Before purchasing insurance, you need to understand how insurance companies work. To help understand we have provided a detailed explanation of insurance company business model based on internet research and conversations with some friends who are experts working in the insurance field. Let’s split the model into components:
- Underwriting and investing
Underwriting and investing
Roughly, we can say that the business model of insurance companies is to pool more value in premium and investment income than the value spent on losses while offering a reasonable price that the customers will accept.
The revenue can be described with the following formula:
Income = earned premium + investment income – incurred loss – underwriting costs.
Insurance companies acquire their assets using these two methods:
- Underwriting is the process that insurance companies use to select the risk to underwrite and choose the value of the premiums charged for accepting those risks.
- Investing the received value on premiums.
There is a complex ancillary aspect to the insurance company business model, which is the actuarial science of pricing, based on statistics and probability to estimate the value of future claims within a given risk. After pricing, the insurance company will approve or deny the risks through the underwriting process.
Looking at the frequency and severity of the insured liabilities and the estimated payment average is what simple level pricing is all about. What companies do is check all that historical data on losses they’ve had and update it based on current values and then compare it to the premiums earned for an assessment of rate adequacy. Companies also use cost tax and loss ratios. Simply put, we can say that the comparison of losses with loss relativities is the way different risk characteristics are assessed. For example, a policy with the double losses would have to charge a premium with double the value. Of course, there is room for more complex calculations with multivariable analysis and parametric calculation, always using data history as input to assess the probability of future losses.
The companies’ insurance profit is the amount of premium value collected when the policy terminates minus the amount of value paid on claims. We also have the underwriting performance, also known as the combined ratio. This is measured by dividing the losses and costs by the premium values. If it is more than 100%, we call it underwriting loss and if it is less than 100%, we call it underwriting profit. Remember that as part of the business model of Companies, there is the investment part, which means that the companies can make a profit even if there are underwriting losses.
The Float is how insurance companies earn their investment profits. It is an amount of value that has been collected in premium within a specified time and has not been paid out to claims. The float investment begins when the insurance companies receive the premium payments and ends when the claims are paid out. As it is, this time frame is the duration from which the interest is earned.
United States insurance companies operating in casualty and property insurance had an insurance loss of $142 billion in the five years ended 2003, and had total profits of $68 billion for the same period as a result of the float. Many industry professionals believe it is possible to always get a profit from the float, without necessarily having an underwriting profit. Of course, there are many streams of thought on this issue.
Finally, an important thought to keep in mind when purchasing a new insurance policy is that in tough economic times, the markets have bearish trends and the insurance companies move away from float investments, requiring a reassessment of the value of the premiums, which means higher prices. This is therefore not a good time to register or renew your insurance policies.
The switching of profit and non-profit times is called acceptance cycles.
The actual “product” that is paid for in the insurance companies is the claims and loss handling as we can call it the materialized utility of insurance companies. The representatives or negotiators of the insurance companies can assist the customers in filling the claims or they can be filled directly by the companies.

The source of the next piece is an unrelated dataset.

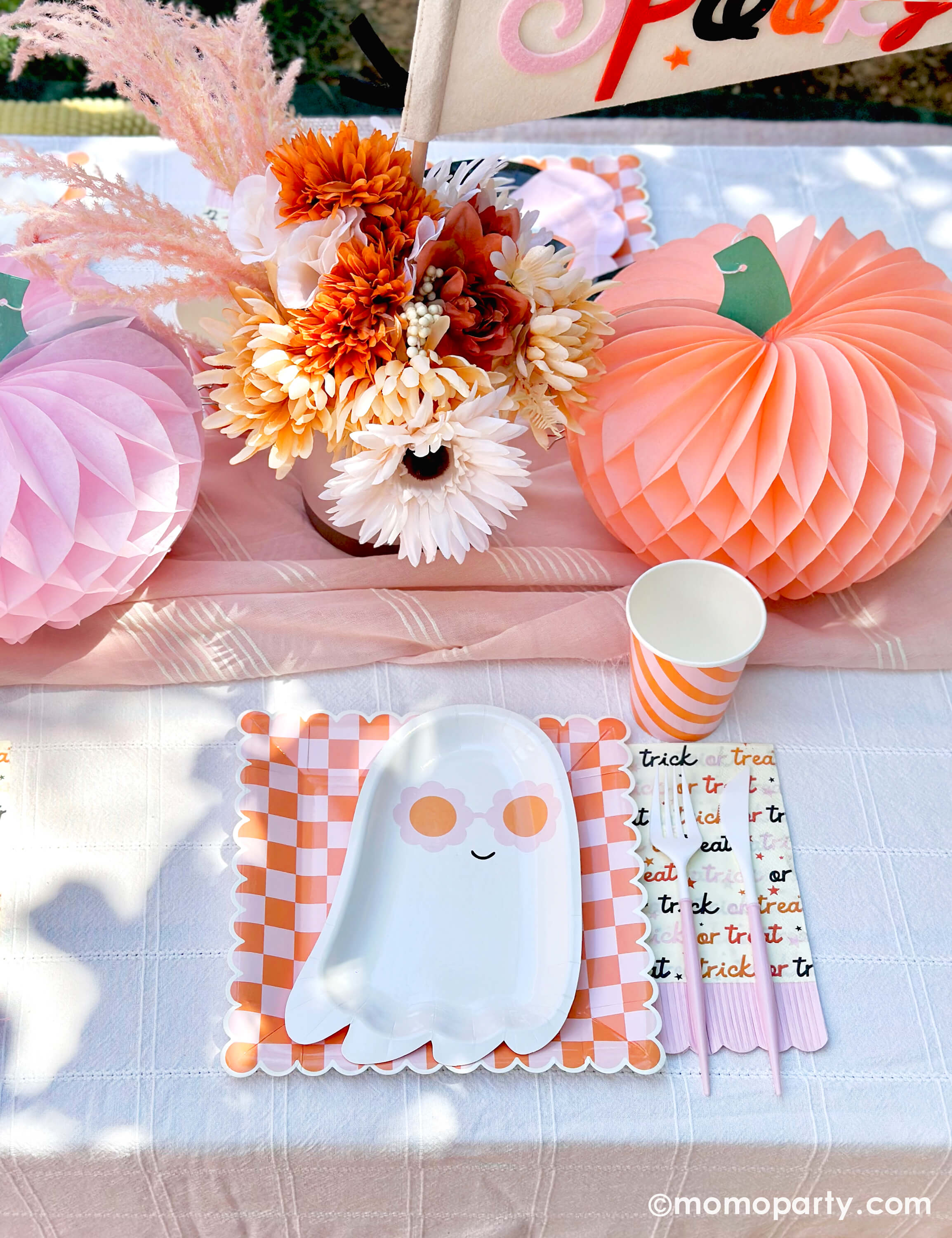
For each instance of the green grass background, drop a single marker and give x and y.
(908, 86)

The vast amount of claims is used by the claims adjusters and supported by the records management staff and data entry clerks within the companies claims department. The classification of the clams is made based on severity criteria and assigned to the loss adjusters. The loss adjusters have variable resolution authority based on each person’s experience and knowledge. After the assignment, the investigation follows with the cooperation of the customer to determine whether this is covered by the contract. The inquiry provides the value and payment approval to the customer.

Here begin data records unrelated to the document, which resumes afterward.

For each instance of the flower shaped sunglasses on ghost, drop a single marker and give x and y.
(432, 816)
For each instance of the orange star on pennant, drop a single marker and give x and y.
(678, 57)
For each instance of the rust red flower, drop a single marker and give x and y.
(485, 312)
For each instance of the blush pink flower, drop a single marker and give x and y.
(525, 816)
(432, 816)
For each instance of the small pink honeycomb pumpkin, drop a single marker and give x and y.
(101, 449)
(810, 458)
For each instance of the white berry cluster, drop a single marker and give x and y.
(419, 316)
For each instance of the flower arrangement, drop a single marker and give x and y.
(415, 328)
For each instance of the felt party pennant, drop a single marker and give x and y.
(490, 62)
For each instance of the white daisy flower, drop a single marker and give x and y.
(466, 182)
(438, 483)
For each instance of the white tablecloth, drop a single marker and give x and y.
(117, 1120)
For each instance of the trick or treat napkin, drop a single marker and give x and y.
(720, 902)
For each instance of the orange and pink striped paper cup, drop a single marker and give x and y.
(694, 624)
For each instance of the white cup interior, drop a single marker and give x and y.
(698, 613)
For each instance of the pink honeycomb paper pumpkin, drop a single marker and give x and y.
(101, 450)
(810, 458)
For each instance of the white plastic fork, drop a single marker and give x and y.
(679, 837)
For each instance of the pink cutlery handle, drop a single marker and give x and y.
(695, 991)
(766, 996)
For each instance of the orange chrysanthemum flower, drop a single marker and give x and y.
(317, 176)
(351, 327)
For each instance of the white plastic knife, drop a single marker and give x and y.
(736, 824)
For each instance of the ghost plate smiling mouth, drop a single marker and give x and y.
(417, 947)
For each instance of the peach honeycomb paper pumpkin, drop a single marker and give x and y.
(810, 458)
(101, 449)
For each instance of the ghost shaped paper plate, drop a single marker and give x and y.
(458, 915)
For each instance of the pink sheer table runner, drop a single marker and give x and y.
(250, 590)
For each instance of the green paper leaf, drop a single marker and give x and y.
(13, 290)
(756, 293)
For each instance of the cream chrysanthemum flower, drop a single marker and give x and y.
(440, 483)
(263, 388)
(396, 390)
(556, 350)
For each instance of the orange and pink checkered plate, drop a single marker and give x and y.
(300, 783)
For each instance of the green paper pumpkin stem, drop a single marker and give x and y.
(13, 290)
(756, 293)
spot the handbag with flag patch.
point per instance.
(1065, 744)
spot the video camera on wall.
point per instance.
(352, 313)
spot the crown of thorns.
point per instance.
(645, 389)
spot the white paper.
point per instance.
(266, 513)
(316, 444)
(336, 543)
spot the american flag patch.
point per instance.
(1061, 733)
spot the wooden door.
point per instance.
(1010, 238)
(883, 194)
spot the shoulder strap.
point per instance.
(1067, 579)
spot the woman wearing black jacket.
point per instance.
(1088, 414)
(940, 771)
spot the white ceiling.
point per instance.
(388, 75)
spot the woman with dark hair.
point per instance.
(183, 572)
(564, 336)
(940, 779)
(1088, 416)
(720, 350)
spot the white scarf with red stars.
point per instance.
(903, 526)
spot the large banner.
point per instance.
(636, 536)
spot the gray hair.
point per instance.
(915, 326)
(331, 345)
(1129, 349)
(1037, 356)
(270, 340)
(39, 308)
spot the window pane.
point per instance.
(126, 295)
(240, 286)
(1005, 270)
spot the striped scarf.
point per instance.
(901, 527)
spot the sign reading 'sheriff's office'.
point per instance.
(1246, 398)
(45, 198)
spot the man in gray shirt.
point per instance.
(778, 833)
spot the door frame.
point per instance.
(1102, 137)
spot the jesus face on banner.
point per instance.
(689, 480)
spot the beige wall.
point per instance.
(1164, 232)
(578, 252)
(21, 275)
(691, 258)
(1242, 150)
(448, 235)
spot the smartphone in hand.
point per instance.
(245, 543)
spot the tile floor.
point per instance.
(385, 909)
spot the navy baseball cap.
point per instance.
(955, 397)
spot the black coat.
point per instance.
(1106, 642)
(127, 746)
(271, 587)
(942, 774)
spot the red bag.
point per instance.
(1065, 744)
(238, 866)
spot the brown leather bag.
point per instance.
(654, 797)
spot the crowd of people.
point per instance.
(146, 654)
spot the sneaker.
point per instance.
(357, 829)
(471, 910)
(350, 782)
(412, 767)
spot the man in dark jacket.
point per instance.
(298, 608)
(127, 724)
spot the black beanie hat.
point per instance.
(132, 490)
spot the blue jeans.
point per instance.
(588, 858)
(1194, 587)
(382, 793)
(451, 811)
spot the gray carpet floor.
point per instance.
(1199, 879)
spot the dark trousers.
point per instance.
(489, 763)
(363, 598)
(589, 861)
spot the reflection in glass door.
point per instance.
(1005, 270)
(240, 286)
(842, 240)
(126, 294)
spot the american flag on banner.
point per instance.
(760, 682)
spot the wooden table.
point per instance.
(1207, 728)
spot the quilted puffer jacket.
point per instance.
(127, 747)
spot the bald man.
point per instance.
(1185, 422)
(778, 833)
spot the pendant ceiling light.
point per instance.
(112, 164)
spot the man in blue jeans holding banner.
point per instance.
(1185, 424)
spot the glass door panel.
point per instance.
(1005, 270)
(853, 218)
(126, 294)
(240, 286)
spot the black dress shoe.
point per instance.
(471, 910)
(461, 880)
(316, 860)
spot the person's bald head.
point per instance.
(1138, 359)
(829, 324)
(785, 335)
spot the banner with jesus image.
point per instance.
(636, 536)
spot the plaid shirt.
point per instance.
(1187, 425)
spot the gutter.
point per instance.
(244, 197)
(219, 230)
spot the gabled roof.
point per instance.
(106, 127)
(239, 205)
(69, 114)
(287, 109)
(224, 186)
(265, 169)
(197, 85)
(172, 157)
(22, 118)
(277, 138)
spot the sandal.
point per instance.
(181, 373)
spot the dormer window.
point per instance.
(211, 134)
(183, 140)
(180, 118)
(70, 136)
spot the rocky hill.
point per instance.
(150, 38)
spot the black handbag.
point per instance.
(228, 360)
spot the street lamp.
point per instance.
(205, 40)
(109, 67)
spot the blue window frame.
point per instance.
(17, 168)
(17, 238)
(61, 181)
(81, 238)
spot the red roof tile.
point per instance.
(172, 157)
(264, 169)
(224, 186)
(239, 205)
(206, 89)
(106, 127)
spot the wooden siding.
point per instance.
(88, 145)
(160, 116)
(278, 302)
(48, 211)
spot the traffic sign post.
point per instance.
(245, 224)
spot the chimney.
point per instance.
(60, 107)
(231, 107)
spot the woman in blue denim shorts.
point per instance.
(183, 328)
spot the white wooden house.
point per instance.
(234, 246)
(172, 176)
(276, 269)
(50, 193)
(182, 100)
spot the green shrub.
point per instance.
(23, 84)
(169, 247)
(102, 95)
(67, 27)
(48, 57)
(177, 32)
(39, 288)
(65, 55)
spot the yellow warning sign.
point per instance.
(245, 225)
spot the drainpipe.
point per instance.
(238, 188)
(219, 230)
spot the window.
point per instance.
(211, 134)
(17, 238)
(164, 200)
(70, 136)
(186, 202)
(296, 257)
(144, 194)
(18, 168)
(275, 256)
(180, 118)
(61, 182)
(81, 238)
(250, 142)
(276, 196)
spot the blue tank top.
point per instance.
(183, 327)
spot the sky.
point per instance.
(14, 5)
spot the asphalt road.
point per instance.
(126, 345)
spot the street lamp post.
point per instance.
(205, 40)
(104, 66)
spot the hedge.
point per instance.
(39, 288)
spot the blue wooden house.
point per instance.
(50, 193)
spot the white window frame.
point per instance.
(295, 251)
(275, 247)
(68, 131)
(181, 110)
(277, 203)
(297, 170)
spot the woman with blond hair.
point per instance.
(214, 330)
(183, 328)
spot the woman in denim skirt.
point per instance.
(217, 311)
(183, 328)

Sometimes a public expert can be hired by the customer to negotiate an agreement with the insurance companies on their behalf. On more complex policies where claims are difficult to manage, the customer can normally use a separate policy add-on to cover the costs of the public assessor, known as damage recovery insurance.

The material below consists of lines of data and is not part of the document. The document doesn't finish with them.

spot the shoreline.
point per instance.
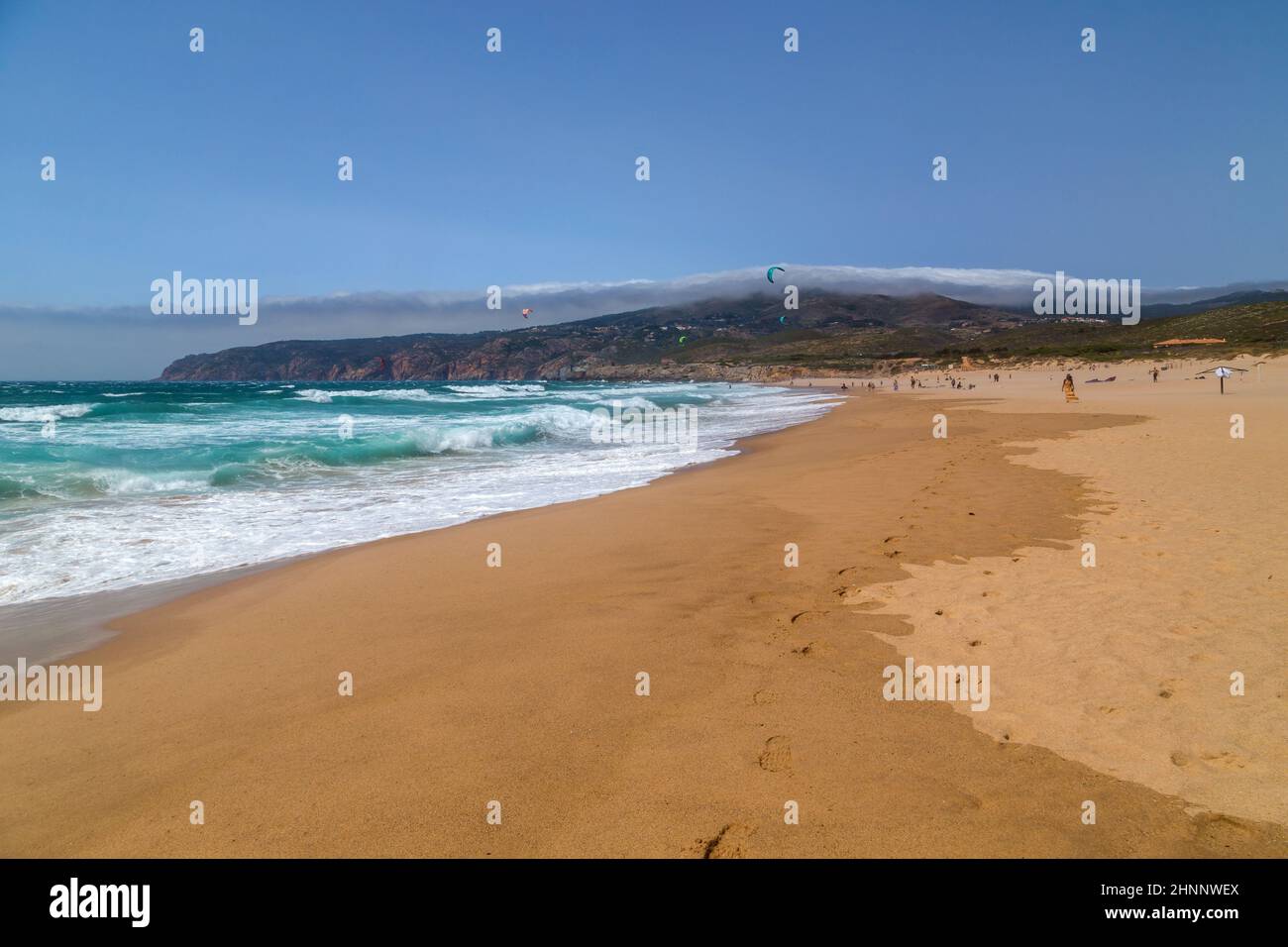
(88, 620)
(516, 684)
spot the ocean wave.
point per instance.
(322, 397)
(511, 390)
(44, 412)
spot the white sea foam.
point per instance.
(304, 488)
(43, 412)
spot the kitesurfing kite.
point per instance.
(1223, 372)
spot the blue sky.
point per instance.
(518, 167)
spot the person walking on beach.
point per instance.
(1068, 388)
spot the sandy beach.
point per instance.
(518, 684)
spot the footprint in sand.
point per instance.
(777, 755)
(730, 841)
(1223, 830)
(807, 616)
(1223, 759)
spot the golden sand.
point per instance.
(518, 684)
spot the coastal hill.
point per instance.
(733, 339)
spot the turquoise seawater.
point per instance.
(116, 484)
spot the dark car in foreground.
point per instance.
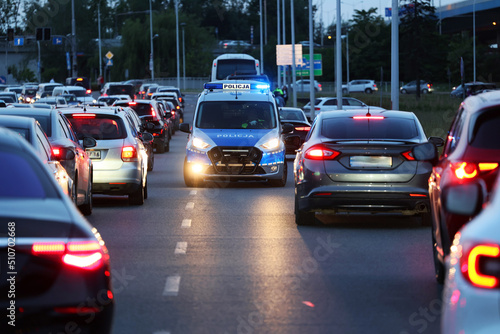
(301, 127)
(471, 154)
(61, 262)
(66, 149)
(354, 161)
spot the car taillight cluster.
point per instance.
(481, 266)
(469, 170)
(129, 154)
(87, 255)
(320, 152)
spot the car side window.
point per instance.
(454, 135)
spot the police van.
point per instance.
(235, 135)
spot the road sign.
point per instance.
(68, 63)
(19, 41)
(284, 54)
(305, 68)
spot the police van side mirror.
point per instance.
(184, 127)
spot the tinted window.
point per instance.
(21, 177)
(485, 133)
(387, 128)
(227, 67)
(100, 127)
(236, 115)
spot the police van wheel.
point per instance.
(280, 182)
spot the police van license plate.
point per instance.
(94, 154)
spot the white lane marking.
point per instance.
(186, 223)
(181, 247)
(172, 286)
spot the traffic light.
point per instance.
(10, 34)
(39, 34)
(46, 34)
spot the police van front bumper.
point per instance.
(244, 163)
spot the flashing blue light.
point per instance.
(212, 86)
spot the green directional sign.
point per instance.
(303, 70)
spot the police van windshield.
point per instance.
(236, 115)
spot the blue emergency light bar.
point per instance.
(235, 86)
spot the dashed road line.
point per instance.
(186, 223)
(172, 286)
(181, 247)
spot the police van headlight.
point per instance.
(200, 144)
(272, 144)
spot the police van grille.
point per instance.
(235, 160)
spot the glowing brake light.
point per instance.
(368, 117)
(319, 152)
(82, 254)
(480, 265)
(464, 170)
(408, 155)
(129, 154)
(84, 115)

When managing claims handling functions, the companies try to stabilize requirements for customer satisfaction, administrative costs, and payment leaks. Bad faith in insurance usually stems from this balancing act that creates fraudulent insurance practices that are high risk and managed and overcome by the companies. The dispute between clients and insurance companies often leads to lawsuits. The claims handling procedures and the validity of claims are the escalating issues.
Insurance companies use negotiators and representatives to initiate the market and insure their customers. These negotiators are either tied to a sole proprietorship or they are freelancers, which means they may have rules and conditions from many other insurance companies. It has been proven that the achievement of the objectives of insurance companies is due to dedicated and customized services provided by the representatives.